Their fascination has taken a turn that I didn’t expect, however. A few weeks ago, we let them sit down and watch The Little Mermaid in its entirety (sorry to all the parents out there who are against movie watching at this age). They were completely enthralled with the movie and didn’t take their eyes from the screen the entire time. They picked up on the parts that I expected them to: Ariel’s song, all the fish. Under the Sea, etc. But Lucy especially seemed to gravitate toward the one character I expected to fast-forward through: Ursula. For whatever reason, Lucy was captivated by this corpulent villainess. She laughed and squealed with delight whenever she was on screen. When Ursula’s more devious nature was revealed, Lucy looked at us and explained, “Ursula is mad!” And so it began. Whenever we talked about Ariel or the other princesses, Lucy’s immediate input was, “Ursula is mad!”

The fixation didn’t stop at The Little Mermaid. We were watching a brief sing-a-long video of Snow White’s “I’m Wishing” when the evil stepmother made a fleeting appearance as she glanced disapprovingly down at the Prince and Snow White. I’m not kidding; she was on screen for probably less than five seconds. But, of course, she was who Lucy spotted and immediately asked about. “Who is that?” and so I told her, “That’s the bad queen.” For days now, all she wants to talk about is how the “bad queen is mad.” They saw the end of Snow White and were far more concerned that the “bruja” (Spanish for witch, that’s what we named her) fell off the mountain than poor Snow White falling “asleep.”

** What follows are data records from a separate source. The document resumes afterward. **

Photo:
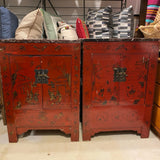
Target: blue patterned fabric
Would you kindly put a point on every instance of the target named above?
(8, 23)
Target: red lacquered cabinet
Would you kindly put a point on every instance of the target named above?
(41, 86)
(118, 85)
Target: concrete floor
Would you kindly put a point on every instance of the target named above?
(54, 145)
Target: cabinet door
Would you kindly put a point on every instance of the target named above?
(133, 90)
(26, 93)
(99, 88)
(57, 92)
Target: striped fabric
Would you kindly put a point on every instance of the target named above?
(123, 23)
(99, 23)
(152, 9)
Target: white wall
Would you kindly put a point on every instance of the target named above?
(69, 10)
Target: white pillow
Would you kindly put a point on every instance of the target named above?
(31, 26)
(66, 32)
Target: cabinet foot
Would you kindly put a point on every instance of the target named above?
(75, 135)
(144, 132)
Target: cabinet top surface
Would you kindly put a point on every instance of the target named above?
(76, 41)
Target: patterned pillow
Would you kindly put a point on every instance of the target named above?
(31, 26)
(50, 25)
(66, 31)
(8, 23)
(81, 29)
(123, 23)
(99, 23)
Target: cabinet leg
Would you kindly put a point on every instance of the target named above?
(12, 134)
(86, 136)
(75, 134)
(4, 116)
(144, 132)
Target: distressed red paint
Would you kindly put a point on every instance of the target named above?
(112, 105)
(30, 105)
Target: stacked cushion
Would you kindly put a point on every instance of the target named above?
(123, 23)
(152, 8)
(8, 24)
(99, 23)
(31, 26)
(81, 29)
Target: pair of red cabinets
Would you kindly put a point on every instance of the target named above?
(41, 85)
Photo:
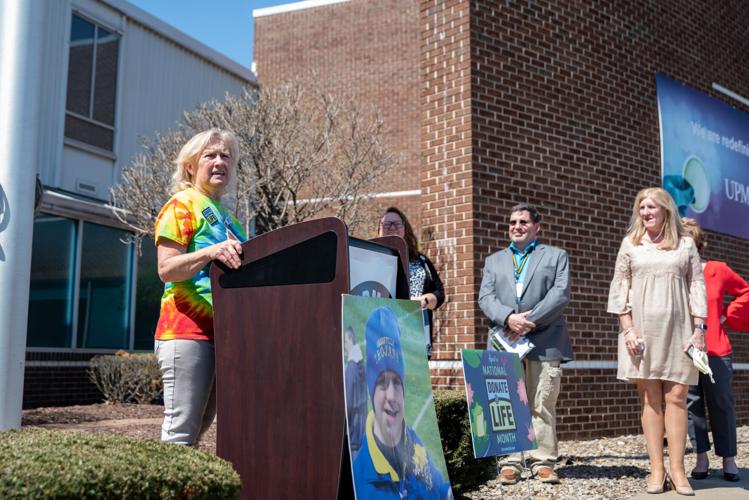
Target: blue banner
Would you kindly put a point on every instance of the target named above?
(704, 157)
(497, 403)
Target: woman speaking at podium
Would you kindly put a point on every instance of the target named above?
(192, 230)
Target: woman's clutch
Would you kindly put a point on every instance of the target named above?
(700, 361)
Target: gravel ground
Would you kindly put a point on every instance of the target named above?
(606, 468)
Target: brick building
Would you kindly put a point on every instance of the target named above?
(502, 102)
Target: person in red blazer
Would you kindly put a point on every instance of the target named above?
(720, 280)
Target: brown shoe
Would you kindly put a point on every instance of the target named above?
(509, 475)
(547, 475)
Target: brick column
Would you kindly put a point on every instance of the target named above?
(446, 183)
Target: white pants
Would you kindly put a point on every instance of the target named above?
(188, 372)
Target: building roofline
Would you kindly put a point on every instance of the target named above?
(182, 39)
(290, 7)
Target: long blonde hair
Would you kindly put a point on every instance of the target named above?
(672, 227)
(191, 151)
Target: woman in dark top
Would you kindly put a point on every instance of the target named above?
(424, 282)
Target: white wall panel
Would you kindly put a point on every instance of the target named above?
(55, 28)
(86, 173)
(160, 81)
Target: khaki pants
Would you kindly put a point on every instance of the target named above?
(542, 382)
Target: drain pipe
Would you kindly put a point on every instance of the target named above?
(21, 46)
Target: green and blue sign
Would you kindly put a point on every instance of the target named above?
(704, 157)
(497, 403)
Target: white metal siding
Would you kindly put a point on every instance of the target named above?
(54, 27)
(160, 81)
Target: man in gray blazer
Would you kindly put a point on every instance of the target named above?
(524, 291)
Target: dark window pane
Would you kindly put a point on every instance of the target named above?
(80, 66)
(104, 295)
(307, 262)
(51, 294)
(147, 296)
(89, 133)
(105, 85)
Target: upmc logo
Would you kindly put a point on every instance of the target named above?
(371, 289)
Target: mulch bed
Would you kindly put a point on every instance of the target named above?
(141, 421)
(604, 468)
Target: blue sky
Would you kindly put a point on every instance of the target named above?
(223, 25)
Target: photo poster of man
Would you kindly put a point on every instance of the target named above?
(394, 440)
(373, 269)
(497, 403)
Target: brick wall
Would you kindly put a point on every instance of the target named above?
(446, 180)
(543, 101)
(358, 50)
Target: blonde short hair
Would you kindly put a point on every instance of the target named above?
(191, 151)
(672, 228)
(693, 229)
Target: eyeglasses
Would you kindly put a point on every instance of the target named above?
(521, 222)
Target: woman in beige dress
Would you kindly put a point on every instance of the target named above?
(658, 291)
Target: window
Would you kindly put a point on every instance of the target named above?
(92, 84)
(81, 287)
(147, 296)
(104, 288)
(51, 292)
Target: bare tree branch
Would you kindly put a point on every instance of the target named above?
(302, 154)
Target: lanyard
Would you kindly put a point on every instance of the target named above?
(518, 271)
(518, 267)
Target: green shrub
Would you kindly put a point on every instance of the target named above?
(127, 378)
(465, 471)
(39, 463)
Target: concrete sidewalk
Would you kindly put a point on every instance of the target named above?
(712, 487)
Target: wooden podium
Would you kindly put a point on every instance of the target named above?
(279, 374)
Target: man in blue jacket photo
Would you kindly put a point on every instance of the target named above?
(392, 461)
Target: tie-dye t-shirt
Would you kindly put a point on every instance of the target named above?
(193, 220)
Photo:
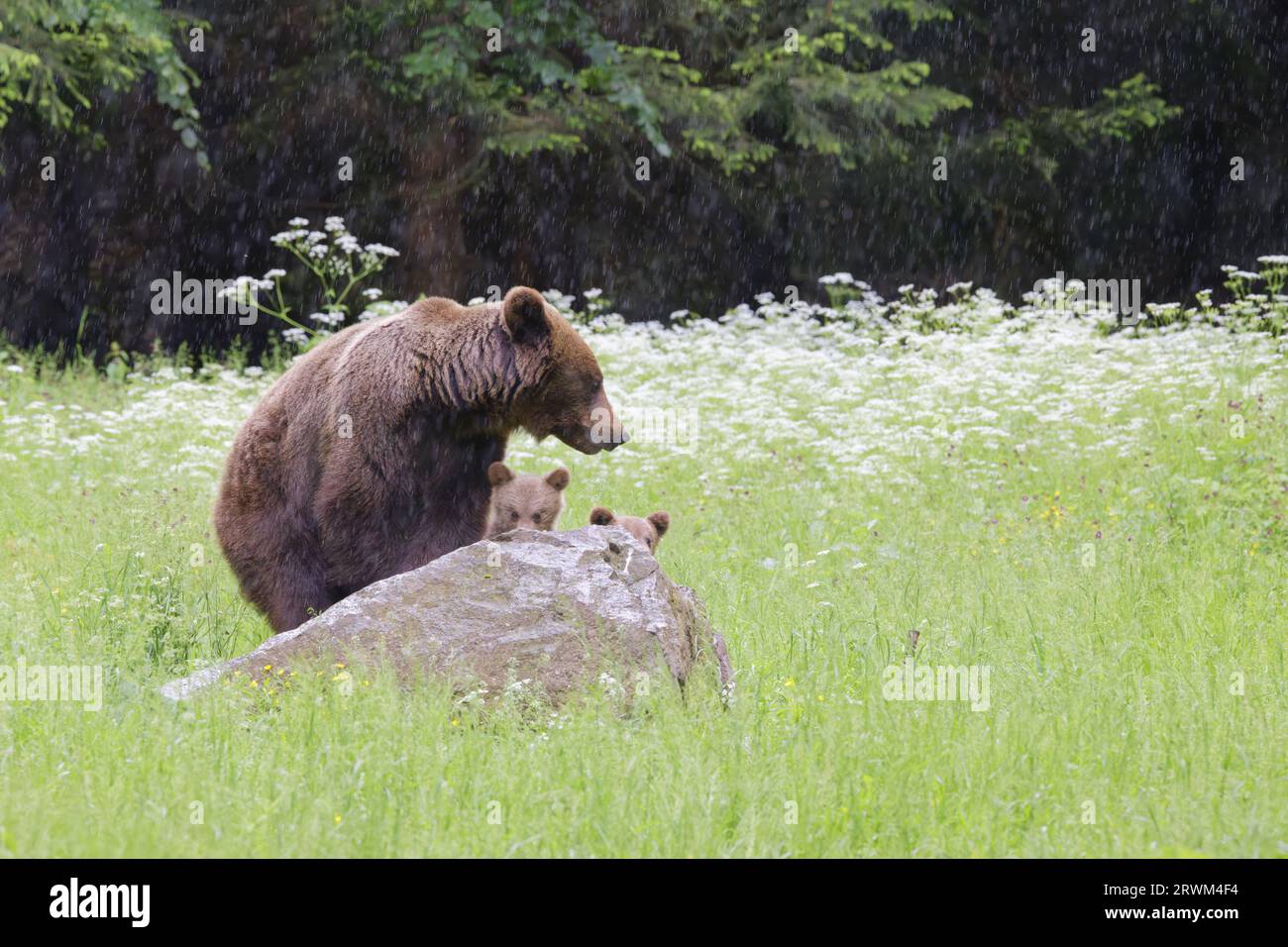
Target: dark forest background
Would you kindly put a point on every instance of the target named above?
(785, 142)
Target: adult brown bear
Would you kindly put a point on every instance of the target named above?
(369, 457)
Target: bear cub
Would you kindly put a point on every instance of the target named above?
(524, 501)
(648, 531)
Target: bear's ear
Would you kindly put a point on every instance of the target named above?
(523, 313)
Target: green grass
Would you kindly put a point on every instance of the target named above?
(837, 496)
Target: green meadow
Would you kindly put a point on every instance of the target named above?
(1094, 522)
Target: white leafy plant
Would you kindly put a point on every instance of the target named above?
(338, 261)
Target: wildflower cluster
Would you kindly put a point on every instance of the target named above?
(338, 262)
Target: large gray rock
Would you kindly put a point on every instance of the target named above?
(555, 608)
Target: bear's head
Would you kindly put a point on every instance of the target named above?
(563, 388)
(524, 501)
(648, 531)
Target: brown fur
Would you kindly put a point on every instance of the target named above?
(524, 501)
(648, 531)
(307, 515)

So, my psychoanalytic friends, what does it all mean? Why are my sweet princess daughters being lured away by these evil villains? Even our nighttime routine was taken captive by these wicked antiheros. When it comes time to say our prayers, the girls list friends and family members and then, without fail, Ursula and the “bad queen”. There are a few different things one could take away from this development. Are the girls showing a propensity for the dark side? I am going to choose not to think so. I am going to choose to see it this way. The girls are teaching us a very important lesson: Pray for thine enemies. May we all be so loving.